Satuan Polisi Pamong Praja Kota Pekanbaru bersama Tim RAGA Polresta Pekanbaru menggelar razia ke sejumlah warung remang-remang dan kedai tuak yang masih beroperasi saat Bulan Suci Ramadan, Jumat (27/2) malam hingga Sabtu (28/2) dini hari. Operasi ini dilakukan di sejumlah lokasi di Jalan SM Amin dan Jalan Air Hitam dan dipimpin langsung oleh Kepala Satpol PP Pekanbaru, Dr Yuliarso, didampingi Kepala Bidang PPUD Fakhrudin.
Beberapa tempat yang dirazia di antaranya Arenta Domas di Jalan SM Amin ujung, Terminal Lapo di Jalan Air Hitam, serta Live Song/Karaoke dan Nauli Cafe yang juga berada di kawasan Air Hitam. Dari empat lokasi tersebut, tiga tempat masih beroperasi pada malam Ramadan, yakni Arenta Domas, Terminal Lapo, dan Nauli Cafe. Sementara Live Song/Karaoke sudah tutup saat petugas tiba di lokasi.

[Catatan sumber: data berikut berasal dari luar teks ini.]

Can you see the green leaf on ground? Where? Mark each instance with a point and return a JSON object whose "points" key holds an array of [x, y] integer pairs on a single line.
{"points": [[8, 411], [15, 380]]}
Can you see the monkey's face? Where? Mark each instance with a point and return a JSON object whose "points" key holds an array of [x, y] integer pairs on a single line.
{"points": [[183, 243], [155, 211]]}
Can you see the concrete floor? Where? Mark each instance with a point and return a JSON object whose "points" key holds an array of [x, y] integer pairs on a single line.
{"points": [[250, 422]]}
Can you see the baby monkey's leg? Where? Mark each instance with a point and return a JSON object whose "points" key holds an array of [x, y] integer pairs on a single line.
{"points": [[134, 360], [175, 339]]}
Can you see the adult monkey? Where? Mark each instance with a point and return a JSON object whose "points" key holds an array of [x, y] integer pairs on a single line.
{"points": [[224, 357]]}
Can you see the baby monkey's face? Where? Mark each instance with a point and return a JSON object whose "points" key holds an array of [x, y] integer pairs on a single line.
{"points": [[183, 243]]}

Selain menemukan tempat hiburan yang tetap buka, petugas juga mengamankan puluhan botol minuman keras (miras) karena pemilik usaha tidak memiliki izin perdagangan minuman beralkohol. Razia ini dilakukan sebagai bentuk pengawasan terhadap penerapan Surat Edaran Wali Kota Pekanbaru tentang Pedoman Aktivitas Pada Bulan Suci Ramadan 1447 H/2026 M.
Menurut Kepala Satpol PP Pekanbaru, Dr Yuliarso, razia ini bertujuan untuk menegakkan aturan dan memberikan peringatan keras bagi pelaku usaha yang melanggar ketentuan. Petugas juga menemukan miras yang tidak berizin sehingga dilakukan penyitaan sebagai bentuk penegakan aturan.
Terhadap tempat hiburan yang masih beroperasi, petugas langsung memberikan teguran dan mengingatkan pengelola untuk mematuhi Surat Edaran Wali Kota selama Ramadan. Yuliarso menekankan pentingnya untuk patuh terhadap aturan selama Bulan Suci Ramadan dan menegaskan bahwa setelah bulan puasa, tempat usaha harus melengkapi izin yang diperlukan.
Dalam aturan yang berlaku, seluruh tempat hiburan malam baik umum maupun fasilitas hotel di wilayah Kota Pekanbaru, dilarang beroperasi selama Ramadan 1447 H/2026 M. Upaya penertiban ini dilakukan untuk menciptakan suasana yang kondusif selama bulan suci bagi umat muslim.